What will 15 billion barrels of oil do to the state’s efforts to fight global warming?
I did the math.
An Environmental Protection Agency calculator explains that burning one barrel of oil releases 0.43 metric ton of carbon dioxide into the atmosphere. Burning 15 billion barrels thus releases 6.45 billion metric tons of carbon dioxide. Think of it as a very, very large, fat-and-sugar-loaded, milkshake sitting on a table waiting to be drank.

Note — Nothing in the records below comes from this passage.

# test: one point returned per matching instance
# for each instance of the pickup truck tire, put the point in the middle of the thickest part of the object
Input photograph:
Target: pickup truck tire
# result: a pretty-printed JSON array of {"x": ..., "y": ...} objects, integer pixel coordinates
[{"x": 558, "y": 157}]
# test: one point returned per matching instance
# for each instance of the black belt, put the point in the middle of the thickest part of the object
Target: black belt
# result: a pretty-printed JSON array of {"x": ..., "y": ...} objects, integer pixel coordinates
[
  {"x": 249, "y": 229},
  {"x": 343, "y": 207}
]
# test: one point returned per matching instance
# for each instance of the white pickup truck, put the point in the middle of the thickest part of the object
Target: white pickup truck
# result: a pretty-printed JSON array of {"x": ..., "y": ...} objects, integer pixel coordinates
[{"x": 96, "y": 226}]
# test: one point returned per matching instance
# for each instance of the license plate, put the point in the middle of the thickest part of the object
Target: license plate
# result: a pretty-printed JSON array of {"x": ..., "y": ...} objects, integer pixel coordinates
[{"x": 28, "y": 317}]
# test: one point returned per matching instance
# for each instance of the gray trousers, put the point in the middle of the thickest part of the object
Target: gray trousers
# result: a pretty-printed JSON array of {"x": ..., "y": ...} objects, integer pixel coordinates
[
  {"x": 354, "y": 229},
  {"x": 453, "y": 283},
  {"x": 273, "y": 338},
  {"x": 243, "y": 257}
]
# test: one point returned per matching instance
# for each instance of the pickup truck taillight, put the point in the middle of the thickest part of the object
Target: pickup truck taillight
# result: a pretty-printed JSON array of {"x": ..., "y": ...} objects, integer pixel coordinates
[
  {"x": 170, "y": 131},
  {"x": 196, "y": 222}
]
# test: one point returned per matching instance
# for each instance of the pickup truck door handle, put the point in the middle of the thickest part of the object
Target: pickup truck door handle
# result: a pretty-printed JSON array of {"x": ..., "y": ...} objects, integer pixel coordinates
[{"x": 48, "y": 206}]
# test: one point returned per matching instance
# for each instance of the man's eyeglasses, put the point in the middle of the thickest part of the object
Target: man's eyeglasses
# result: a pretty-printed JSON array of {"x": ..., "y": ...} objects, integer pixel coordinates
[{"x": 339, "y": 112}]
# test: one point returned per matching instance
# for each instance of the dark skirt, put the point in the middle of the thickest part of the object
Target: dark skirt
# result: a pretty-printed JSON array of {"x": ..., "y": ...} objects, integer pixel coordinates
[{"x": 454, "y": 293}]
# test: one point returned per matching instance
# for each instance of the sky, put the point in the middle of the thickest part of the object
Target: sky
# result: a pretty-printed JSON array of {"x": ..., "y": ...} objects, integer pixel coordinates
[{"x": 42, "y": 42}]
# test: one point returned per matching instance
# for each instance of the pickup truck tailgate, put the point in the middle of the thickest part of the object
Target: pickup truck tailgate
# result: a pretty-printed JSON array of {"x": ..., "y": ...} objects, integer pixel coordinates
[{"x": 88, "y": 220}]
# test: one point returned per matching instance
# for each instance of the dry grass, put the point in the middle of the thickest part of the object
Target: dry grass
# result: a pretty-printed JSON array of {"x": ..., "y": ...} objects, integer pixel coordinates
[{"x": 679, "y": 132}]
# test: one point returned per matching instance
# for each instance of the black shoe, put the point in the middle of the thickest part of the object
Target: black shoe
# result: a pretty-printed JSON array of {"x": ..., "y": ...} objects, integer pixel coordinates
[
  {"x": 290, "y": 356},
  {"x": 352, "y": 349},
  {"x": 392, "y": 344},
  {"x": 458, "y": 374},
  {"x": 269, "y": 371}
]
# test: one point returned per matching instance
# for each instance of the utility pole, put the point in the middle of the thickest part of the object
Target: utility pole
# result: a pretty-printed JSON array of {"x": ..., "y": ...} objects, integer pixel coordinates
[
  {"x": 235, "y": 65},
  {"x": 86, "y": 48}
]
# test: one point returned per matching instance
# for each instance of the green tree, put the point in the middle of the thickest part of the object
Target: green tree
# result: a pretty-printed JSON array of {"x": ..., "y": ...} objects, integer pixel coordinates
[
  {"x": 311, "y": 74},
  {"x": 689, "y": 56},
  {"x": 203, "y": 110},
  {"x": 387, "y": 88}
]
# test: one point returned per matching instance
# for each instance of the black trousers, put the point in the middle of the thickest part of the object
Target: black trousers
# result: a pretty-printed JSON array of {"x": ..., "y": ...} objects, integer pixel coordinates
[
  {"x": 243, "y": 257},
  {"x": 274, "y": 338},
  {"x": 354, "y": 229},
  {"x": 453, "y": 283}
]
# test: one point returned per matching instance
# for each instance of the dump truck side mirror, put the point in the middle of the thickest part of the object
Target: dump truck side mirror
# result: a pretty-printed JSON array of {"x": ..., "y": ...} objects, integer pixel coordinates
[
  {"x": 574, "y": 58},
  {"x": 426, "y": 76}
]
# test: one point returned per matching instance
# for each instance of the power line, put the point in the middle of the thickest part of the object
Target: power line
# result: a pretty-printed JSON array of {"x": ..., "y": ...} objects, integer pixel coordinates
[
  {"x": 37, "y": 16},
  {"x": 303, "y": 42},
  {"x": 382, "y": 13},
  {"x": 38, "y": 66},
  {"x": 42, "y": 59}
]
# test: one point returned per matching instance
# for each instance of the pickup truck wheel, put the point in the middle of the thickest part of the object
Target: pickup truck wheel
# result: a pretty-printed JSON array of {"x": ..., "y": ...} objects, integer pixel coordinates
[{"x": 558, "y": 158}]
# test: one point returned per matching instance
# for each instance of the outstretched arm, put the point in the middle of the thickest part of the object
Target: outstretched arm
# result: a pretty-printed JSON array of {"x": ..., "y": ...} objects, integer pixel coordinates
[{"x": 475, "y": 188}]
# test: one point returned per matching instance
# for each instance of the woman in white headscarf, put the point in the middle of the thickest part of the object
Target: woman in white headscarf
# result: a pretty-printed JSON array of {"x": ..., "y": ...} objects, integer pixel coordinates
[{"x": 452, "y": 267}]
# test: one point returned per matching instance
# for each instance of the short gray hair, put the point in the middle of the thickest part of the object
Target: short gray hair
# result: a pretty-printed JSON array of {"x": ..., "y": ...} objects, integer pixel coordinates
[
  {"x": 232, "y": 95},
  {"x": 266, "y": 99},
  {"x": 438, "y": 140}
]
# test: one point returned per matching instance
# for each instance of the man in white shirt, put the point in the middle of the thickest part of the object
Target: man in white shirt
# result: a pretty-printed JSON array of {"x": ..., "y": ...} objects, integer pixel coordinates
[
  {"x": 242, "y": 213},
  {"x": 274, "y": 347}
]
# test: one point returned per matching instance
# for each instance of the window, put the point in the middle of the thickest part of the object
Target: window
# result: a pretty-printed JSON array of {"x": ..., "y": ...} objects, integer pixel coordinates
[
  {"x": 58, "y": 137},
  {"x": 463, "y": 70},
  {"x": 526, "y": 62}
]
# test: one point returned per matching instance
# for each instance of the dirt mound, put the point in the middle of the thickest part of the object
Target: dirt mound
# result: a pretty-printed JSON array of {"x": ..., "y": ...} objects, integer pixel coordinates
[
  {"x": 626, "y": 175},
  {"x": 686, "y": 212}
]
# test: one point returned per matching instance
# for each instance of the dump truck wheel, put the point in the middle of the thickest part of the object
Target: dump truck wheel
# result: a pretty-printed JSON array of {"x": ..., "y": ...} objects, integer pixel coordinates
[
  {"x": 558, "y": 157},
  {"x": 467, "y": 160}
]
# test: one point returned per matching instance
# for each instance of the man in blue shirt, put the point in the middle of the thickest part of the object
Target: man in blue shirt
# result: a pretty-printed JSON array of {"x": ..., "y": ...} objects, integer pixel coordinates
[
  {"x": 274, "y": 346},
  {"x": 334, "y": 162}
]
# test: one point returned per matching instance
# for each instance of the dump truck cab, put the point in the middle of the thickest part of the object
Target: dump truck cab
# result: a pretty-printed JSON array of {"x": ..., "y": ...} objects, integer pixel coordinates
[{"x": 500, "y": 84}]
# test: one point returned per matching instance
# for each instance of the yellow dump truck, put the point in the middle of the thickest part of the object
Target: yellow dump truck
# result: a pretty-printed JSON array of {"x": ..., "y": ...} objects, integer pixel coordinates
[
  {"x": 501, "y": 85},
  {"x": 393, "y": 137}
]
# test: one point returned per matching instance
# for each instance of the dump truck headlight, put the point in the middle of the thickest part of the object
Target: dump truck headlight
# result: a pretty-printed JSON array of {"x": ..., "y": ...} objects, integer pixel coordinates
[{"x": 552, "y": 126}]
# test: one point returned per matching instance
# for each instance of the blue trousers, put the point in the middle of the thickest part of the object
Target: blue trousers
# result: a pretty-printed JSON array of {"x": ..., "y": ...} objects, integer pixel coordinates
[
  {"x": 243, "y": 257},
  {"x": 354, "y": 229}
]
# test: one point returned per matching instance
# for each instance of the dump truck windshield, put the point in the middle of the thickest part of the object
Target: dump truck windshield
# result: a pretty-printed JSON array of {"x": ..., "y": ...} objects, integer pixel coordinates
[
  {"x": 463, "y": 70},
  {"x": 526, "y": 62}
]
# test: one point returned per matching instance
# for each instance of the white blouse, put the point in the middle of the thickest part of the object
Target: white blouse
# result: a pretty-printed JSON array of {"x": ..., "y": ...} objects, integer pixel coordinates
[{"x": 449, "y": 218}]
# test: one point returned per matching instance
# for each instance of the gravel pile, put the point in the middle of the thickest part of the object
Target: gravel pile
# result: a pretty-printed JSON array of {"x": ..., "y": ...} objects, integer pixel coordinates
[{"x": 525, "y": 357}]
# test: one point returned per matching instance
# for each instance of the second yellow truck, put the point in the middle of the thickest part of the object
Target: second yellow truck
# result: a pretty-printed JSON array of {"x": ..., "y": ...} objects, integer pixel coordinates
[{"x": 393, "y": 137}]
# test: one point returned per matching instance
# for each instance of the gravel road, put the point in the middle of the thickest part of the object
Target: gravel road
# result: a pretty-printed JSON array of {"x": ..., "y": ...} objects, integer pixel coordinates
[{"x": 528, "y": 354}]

Generally, AB32 set a goal of rolling back emissions to 1990 levels by 2020. The state set a baseline of 507 million metric tons of carbon dioxide per year, and a goal of reducing that to 427 million metric tons of carbon dioxide per year. This PDF explains how the 507 million metric tons of carbon dioxide per year was calculated along with estimated savings from various programs within AB32, e.g., the Pavley (high miles per gallon) standards will save 27.7 million metric tons of carbon dioxide per year. It’s a smart, well balanced diet for the state’s carbon footprint.
In other words, releasing 6.45 billion metric tons of carbon dioxide into the atmosphere is the equivalent of delaying a planned reduction of 80 million metric tons of carbon dioxide per year – for 80 years.
And that’s just fracked up.
I hope that Fran Pavley, California’s fiercest climate hawk, will declare that high-fat milkshakes have no place in a balanced diet, and champion the fight for a moratorium on fracking up the Golden State.
Is that a lot of CO2?
Nope:
http://en.wikipedia.org/wiki/L…
15B bbl?
Kinda/sorta:
http://en.wikipedia.org/wiki/P…
It certainly would provide an economic boon.
The areas shown on this map are some of the most productive agricultural land in the country. But none of the areas has adequate water–even for current demands. NOAA has shown that the Central Valley is sinking, probably because of overpumping of acquifers.
Fracking requires millions of gallons of water.
And it ruins that water for any other use.
We can’t use it to drink, or to water crops. Plus, there’s a very real danger that the injection of fracking fluids into the wells could pollute the water table. Already polluted in many farming communities from pesticides and fertilizers, this would be a death blow to that industry.
Disposal of the wastewater is another issue that the industry has not adequately addressed. Injection wells used to get rid of it have been associated with an increase in earthquake activity in areas that don’t normally get them. Who knows what the result would be in California–where we do?
We can find substitutes for oil and gas. I know of nothing we can use instead of clean water, clean air, and healthy food. Given the choice, I’ll keep the water, air, and food.